TIGIR's Origin: The Research Philosophy
Security, especially cyber security, has been in a prolonged transition stage. For decades we have been using the same threat risk methodologies and the same means to calculate impacts and costs associated with the loss, disruption, damage and sabotage to IT systems as well as others.
With cyber in particular we have seen threats not only evolve in their technological sophistication but also in their asymmetry, where they now leverage various domains - social engineering for information, physical security, access credentials, data manipulation - along with technology to meet their agenda.
TIGIR was born after 15 years of doing the same thing over and over and getting the same deficient results: breaches. But we continued to perform Security Assessment and Authorization (SA&A) and Threat Risk Assessments (TRAs) the ‘old way’ – manually. Then we would arbitrarily purchase technological safeguards to plug the holes and fill the gaps. There had to be a better way.
There wasn't much out there and most practitioners didn't acknowledge that were was much of a problem. So, I began to write better methods to meet the needs of the current threat climate, evolving to the TIGIR methodology.
After, I functionalized the methods and wrote a comprehensive algorithm, now patented, that could calculate all of the risk values government and business needs – and TIGIR was born. After some betas, prototypes and pilots, we’re now moving to market, getting the word out and solving a big problem with logic and consistent assessment.
Marrying multiple standards and tracking and monitoring of assessments were key, but so was tracking security incidents on assessed assets to understand what controls were working and what ones weren’t. Currently, much of the data gathering from security breaches stops short of analysis, little intelligence is collected, even less is shared.

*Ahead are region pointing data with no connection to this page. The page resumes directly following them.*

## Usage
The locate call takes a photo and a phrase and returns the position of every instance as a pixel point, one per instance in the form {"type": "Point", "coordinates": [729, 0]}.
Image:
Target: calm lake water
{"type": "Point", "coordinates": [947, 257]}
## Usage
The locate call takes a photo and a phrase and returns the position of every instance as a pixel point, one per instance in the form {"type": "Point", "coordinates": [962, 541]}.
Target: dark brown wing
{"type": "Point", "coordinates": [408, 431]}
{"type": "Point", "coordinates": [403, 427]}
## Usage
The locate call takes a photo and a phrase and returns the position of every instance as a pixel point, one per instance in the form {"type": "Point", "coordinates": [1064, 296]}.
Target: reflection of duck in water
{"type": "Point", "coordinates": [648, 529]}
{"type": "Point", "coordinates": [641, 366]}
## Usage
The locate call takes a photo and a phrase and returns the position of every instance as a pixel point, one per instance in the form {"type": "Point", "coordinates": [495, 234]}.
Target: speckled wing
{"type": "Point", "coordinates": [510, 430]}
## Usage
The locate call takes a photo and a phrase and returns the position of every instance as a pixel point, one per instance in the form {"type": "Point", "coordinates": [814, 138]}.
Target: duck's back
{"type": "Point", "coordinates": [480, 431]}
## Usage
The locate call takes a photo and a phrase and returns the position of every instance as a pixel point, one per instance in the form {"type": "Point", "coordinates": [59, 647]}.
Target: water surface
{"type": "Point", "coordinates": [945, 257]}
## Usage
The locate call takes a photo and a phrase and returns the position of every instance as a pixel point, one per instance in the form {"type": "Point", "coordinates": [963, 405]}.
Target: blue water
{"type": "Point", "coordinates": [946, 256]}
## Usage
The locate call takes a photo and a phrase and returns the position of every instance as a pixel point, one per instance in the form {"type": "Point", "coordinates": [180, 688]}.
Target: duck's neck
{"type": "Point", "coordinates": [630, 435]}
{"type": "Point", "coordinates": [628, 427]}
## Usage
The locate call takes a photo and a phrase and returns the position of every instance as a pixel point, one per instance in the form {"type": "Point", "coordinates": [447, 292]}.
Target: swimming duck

For that reason, every assessment performed in TIGIR allows for detailed breach reporting that collects information using a reverse engineered forensic framework. The more breach reports that created, the more effective security controls become with the added value of attribution.
So that’s TIGIR 1.0 – and we can’t wait to release TIGIR 2.0, a full service supply chain security software built around TIGIR’s original risk functions.